Or l’un des effets des nouvelles révolutions technologiques est une polarisation du marché du travail (5) : les emplois dits de « milieu de gamme » (ouvriers qualifiés, secrétaires…) ont considérablement diminué en nombre au profit, d’une part, des emplois de services à la personne peu qualifiés à faible productivité et d’autre part, des emplois qualifiés plus managériaux à forte productivité. Ce qui a conduit à un accroissement des inégalités de revenus au sein des Etats-nations eux-mêmes. Pour la France, appartenir aux deux espaces européen et francophone pose certaines contraintes de gestion de l’emploi qui diminue l’avantage d’appartenir à l’espace francophone pour certains pays. Car une telle polarisation mettrait en forte concurrence les tâches manuelles non automatisables à faible productivité du travail auxquelles sont attachés des salaires très différents entre un ensemble de pays. Pour le moment la « guerre contre le terrorisme » justifie une faible circulation des populations et du capital, le nouveau mode de vie attaché à l’informatisation (flexibilité du travail et extension du travail moins qualifié) ne pouvant avoir qu’une expérimentation sociale limitée et donc peu durable. Mais on voit déjà ce qui fera l’attractivité d’un territoire dans la francophonie, outre la France et le Canada, et l’aptitude d’une élite quant à sa capacité à conduire une bonne insertion de cet espace et de sa position dans l’économie mondiale.

Notes :
(1) Il s’agit d’un rapport que nos affaires étrangères n’ignorent probablement pas, mais que les citoyens francophilophones ou non, devraient avoir connaissance. http://www.ladocumentationfrancaise.fr/rapports-publics/144000511/
(2) Ibid., pp. 44-45
(3) Il reste que le développement, la stagnation ou la régression d’un tel espace traduit la qualité du jeu. Encore faut-il tenir compte du fait que la France et les autres pays ne relèvent pas de la seule appartenance à un tel espace. La France se partage entre la francophonie et l’Europe, le Canada entre …, le Maroc entre …. Bref il faut pouvoir tenir compte du rapport entre les différentes positions dans les différents espaces d’appartenance.

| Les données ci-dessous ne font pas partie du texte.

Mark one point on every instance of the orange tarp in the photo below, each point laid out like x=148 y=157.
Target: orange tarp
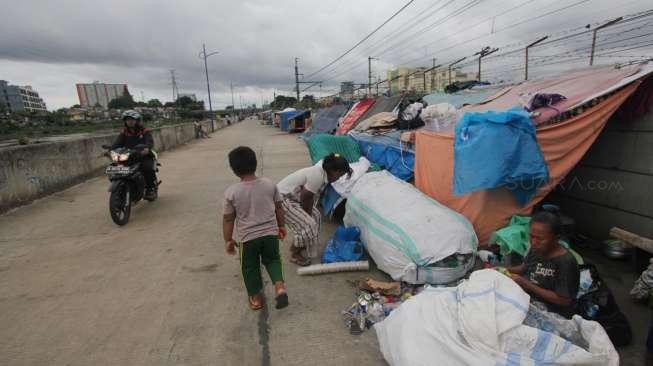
x=356 y=112
x=576 y=86
x=562 y=145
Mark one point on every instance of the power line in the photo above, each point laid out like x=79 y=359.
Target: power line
x=364 y=39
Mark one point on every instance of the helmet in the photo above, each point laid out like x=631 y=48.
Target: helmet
x=131 y=114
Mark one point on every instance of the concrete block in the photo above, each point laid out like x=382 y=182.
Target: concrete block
x=618 y=189
x=595 y=220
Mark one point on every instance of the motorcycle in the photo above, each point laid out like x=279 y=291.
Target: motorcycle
x=127 y=181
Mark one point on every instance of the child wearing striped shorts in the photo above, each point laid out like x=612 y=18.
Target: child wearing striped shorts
x=254 y=207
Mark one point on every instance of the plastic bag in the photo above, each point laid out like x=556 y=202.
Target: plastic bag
x=345 y=246
x=642 y=288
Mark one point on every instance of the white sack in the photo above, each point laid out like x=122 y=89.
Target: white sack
x=479 y=322
x=406 y=231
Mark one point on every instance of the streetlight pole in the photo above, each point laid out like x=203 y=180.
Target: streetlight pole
x=482 y=53
x=453 y=63
x=594 y=36
x=369 y=75
x=204 y=55
x=528 y=47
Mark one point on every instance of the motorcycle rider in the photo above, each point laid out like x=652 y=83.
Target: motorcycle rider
x=136 y=134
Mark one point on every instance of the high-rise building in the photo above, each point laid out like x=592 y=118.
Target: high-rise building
x=347 y=90
x=20 y=98
x=192 y=96
x=416 y=79
x=99 y=94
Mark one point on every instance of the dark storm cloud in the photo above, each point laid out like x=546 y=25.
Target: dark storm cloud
x=54 y=44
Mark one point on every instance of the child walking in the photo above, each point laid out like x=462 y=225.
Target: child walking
x=254 y=206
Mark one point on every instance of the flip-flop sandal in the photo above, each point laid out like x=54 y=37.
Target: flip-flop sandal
x=254 y=306
x=301 y=261
x=282 y=300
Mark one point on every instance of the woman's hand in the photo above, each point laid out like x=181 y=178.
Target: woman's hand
x=230 y=247
x=282 y=233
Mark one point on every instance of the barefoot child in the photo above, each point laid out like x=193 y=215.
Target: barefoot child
x=254 y=206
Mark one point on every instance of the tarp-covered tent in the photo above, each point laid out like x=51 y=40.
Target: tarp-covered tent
x=469 y=96
x=276 y=116
x=294 y=120
x=325 y=120
x=387 y=151
x=563 y=144
x=381 y=104
x=354 y=115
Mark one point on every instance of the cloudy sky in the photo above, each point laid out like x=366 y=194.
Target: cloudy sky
x=52 y=45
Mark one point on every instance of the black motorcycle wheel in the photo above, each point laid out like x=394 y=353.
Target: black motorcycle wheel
x=120 y=205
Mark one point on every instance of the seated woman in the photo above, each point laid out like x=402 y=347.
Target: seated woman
x=300 y=192
x=550 y=272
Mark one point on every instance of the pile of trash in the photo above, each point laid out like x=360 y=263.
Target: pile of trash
x=487 y=320
x=410 y=236
x=375 y=300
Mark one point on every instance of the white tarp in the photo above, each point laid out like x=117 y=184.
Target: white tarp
x=344 y=185
x=406 y=232
x=479 y=322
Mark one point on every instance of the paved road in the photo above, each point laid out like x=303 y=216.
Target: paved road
x=77 y=290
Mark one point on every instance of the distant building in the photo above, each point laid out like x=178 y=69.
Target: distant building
x=420 y=80
x=347 y=90
x=193 y=97
x=20 y=98
x=94 y=94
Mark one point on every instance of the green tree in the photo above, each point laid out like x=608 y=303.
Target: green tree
x=125 y=101
x=281 y=102
x=189 y=104
x=154 y=103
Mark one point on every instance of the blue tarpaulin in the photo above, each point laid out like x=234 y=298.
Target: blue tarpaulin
x=458 y=99
x=388 y=152
x=325 y=120
x=498 y=149
x=287 y=116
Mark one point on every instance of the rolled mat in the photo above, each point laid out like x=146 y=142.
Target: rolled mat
x=323 y=268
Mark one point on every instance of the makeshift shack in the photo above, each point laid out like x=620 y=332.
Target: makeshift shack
x=354 y=115
x=293 y=121
x=325 y=120
x=564 y=133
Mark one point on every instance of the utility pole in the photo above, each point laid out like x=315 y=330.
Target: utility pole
x=297 y=82
x=377 y=84
x=174 y=86
x=204 y=55
x=527 y=47
x=369 y=74
x=433 y=75
x=594 y=36
x=453 y=63
x=233 y=106
x=297 y=78
x=482 y=53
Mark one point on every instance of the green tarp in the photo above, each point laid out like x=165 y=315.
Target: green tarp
x=323 y=144
x=514 y=238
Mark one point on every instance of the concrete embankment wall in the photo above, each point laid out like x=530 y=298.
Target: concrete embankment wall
x=33 y=171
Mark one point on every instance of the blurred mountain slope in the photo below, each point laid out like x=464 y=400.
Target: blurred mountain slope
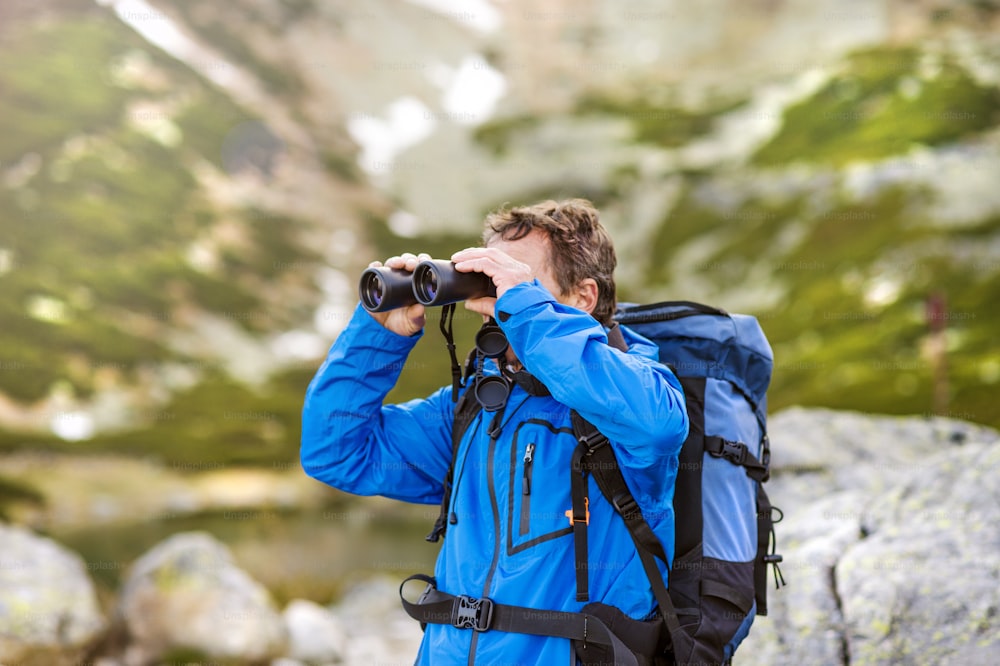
x=186 y=226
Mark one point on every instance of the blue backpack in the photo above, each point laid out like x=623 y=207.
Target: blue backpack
x=724 y=525
x=724 y=535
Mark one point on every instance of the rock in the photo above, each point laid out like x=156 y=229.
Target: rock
x=315 y=635
x=923 y=585
x=891 y=541
x=49 y=613
x=187 y=594
x=379 y=631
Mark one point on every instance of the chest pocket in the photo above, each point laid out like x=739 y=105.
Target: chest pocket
x=539 y=483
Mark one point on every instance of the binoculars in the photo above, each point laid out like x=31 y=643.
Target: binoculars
x=432 y=282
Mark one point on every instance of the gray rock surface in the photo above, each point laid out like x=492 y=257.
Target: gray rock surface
x=316 y=636
x=187 y=593
x=891 y=540
x=49 y=613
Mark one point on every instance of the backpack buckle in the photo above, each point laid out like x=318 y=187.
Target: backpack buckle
x=470 y=613
x=592 y=440
x=734 y=451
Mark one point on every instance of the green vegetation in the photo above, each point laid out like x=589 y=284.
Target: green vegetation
x=12 y=492
x=38 y=79
x=100 y=231
x=885 y=101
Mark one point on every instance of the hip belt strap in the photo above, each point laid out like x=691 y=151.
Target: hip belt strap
x=483 y=614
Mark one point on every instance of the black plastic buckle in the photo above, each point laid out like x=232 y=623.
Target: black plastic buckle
x=625 y=504
x=734 y=451
x=469 y=613
x=593 y=441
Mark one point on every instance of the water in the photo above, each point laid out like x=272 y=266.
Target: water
x=316 y=555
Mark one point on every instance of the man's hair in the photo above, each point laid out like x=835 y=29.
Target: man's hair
x=579 y=245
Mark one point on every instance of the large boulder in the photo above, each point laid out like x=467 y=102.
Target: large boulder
x=891 y=540
x=316 y=636
x=187 y=595
x=49 y=612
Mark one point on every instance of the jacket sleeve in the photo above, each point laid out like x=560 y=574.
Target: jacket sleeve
x=353 y=442
x=634 y=400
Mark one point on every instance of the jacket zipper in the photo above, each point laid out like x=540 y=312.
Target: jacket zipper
x=525 y=522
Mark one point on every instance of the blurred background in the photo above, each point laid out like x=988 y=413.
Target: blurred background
x=189 y=191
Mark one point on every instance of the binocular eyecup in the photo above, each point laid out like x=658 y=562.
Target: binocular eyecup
x=434 y=282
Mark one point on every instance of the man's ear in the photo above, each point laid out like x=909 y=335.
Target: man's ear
x=584 y=295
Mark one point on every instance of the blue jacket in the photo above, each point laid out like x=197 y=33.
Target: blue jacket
x=513 y=542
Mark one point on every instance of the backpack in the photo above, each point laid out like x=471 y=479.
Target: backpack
x=724 y=535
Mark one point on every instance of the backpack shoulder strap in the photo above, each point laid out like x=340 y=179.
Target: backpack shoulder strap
x=466 y=411
x=598 y=458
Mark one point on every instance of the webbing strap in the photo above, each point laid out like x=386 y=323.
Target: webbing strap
x=737 y=453
x=437 y=607
x=601 y=462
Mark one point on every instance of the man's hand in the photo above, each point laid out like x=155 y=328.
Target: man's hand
x=404 y=321
x=504 y=270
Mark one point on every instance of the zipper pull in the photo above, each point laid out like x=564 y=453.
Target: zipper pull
x=526 y=480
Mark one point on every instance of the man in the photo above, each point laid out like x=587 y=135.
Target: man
x=510 y=535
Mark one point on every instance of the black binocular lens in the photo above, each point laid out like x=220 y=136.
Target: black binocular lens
x=436 y=282
x=385 y=288
x=492 y=392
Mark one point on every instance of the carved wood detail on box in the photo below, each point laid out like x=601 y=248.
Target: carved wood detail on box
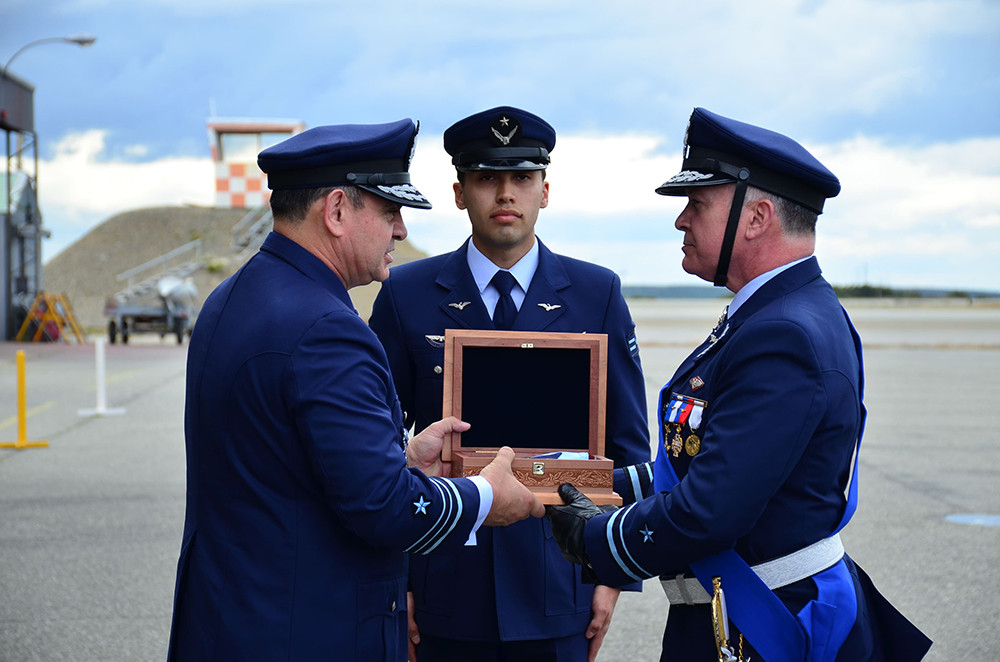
x=581 y=478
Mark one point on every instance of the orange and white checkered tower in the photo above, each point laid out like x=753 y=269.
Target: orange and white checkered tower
x=235 y=143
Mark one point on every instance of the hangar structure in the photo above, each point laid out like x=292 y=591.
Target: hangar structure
x=22 y=232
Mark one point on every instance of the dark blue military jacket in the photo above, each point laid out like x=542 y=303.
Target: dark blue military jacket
x=514 y=584
x=299 y=503
x=776 y=416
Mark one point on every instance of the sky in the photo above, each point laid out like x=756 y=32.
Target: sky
x=899 y=98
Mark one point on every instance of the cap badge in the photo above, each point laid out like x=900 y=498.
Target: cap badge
x=504 y=128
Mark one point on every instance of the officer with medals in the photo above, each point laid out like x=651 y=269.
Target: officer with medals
x=513 y=596
x=759 y=432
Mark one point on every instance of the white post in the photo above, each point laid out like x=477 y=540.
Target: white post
x=102 y=400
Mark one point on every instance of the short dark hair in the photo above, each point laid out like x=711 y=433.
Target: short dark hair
x=796 y=220
x=292 y=205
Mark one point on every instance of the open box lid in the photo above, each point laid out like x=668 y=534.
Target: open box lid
x=525 y=389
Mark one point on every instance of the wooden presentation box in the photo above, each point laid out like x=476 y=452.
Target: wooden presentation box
x=539 y=393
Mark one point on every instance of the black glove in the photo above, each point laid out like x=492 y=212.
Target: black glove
x=568 y=523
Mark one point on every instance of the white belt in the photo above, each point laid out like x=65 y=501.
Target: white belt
x=779 y=572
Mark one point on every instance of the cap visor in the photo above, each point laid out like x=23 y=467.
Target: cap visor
x=404 y=194
x=686 y=179
x=502 y=164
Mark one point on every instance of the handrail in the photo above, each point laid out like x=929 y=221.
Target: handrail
x=191 y=245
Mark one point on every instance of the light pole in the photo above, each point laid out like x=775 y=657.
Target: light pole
x=79 y=40
x=17 y=115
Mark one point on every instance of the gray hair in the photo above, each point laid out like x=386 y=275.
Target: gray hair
x=796 y=220
x=292 y=205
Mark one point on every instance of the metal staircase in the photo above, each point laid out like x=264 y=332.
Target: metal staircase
x=143 y=279
x=249 y=233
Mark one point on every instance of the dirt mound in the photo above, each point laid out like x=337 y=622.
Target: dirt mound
x=85 y=272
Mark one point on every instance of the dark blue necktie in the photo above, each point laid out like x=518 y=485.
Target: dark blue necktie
x=506 y=311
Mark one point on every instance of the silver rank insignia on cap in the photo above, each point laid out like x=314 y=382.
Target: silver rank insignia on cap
x=504 y=128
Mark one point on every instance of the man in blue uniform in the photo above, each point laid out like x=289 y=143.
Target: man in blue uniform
x=303 y=494
x=759 y=431
x=513 y=597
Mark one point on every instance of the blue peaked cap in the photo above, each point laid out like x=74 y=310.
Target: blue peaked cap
x=720 y=150
x=501 y=138
x=374 y=157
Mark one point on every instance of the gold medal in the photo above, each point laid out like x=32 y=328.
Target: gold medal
x=676 y=443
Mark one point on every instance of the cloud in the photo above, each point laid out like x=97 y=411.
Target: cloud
x=907 y=215
x=78 y=188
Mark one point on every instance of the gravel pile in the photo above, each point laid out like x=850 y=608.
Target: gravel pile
x=85 y=272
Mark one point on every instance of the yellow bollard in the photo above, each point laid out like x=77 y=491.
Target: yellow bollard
x=22 y=416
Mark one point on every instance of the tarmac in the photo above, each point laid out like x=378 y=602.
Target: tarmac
x=90 y=526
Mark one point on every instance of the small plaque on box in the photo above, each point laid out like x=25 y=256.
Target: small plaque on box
x=542 y=394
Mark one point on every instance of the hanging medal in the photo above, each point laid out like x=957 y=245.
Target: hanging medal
x=679 y=411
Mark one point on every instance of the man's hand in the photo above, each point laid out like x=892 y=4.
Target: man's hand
x=568 y=522
x=424 y=450
x=512 y=501
x=601 y=608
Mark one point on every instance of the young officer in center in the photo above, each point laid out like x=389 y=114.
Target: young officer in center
x=513 y=596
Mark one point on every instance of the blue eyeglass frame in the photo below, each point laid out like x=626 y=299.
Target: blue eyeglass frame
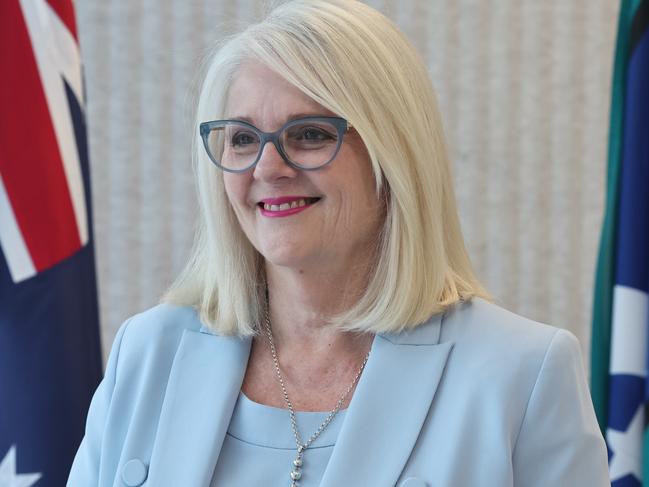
x=342 y=127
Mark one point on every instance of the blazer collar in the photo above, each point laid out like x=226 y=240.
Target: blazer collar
x=388 y=408
x=203 y=387
x=381 y=426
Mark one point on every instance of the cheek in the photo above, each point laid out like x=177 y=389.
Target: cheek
x=236 y=189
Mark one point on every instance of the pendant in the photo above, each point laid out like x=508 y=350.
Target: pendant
x=296 y=474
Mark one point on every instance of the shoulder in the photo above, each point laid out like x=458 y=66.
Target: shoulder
x=153 y=336
x=163 y=320
x=493 y=329
x=509 y=353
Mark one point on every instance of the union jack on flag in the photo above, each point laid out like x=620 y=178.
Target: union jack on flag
x=50 y=360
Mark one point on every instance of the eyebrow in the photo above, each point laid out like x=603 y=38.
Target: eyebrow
x=292 y=116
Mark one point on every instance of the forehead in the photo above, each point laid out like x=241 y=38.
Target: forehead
x=259 y=94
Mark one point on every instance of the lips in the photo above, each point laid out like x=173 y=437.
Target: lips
x=285 y=205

(4) Albert O. Hirschman, Exit, Voice and Loyalty. Responses to Decline in Firms, Organizations and States. La même traduction se retrouve sous trois titres différents, Face au déclin des entreprises et des institutions (1972), Défection et prise de parole. Théorie et applications (1995) et Exit, voice, loyalty. Défection et prise de parole (2011).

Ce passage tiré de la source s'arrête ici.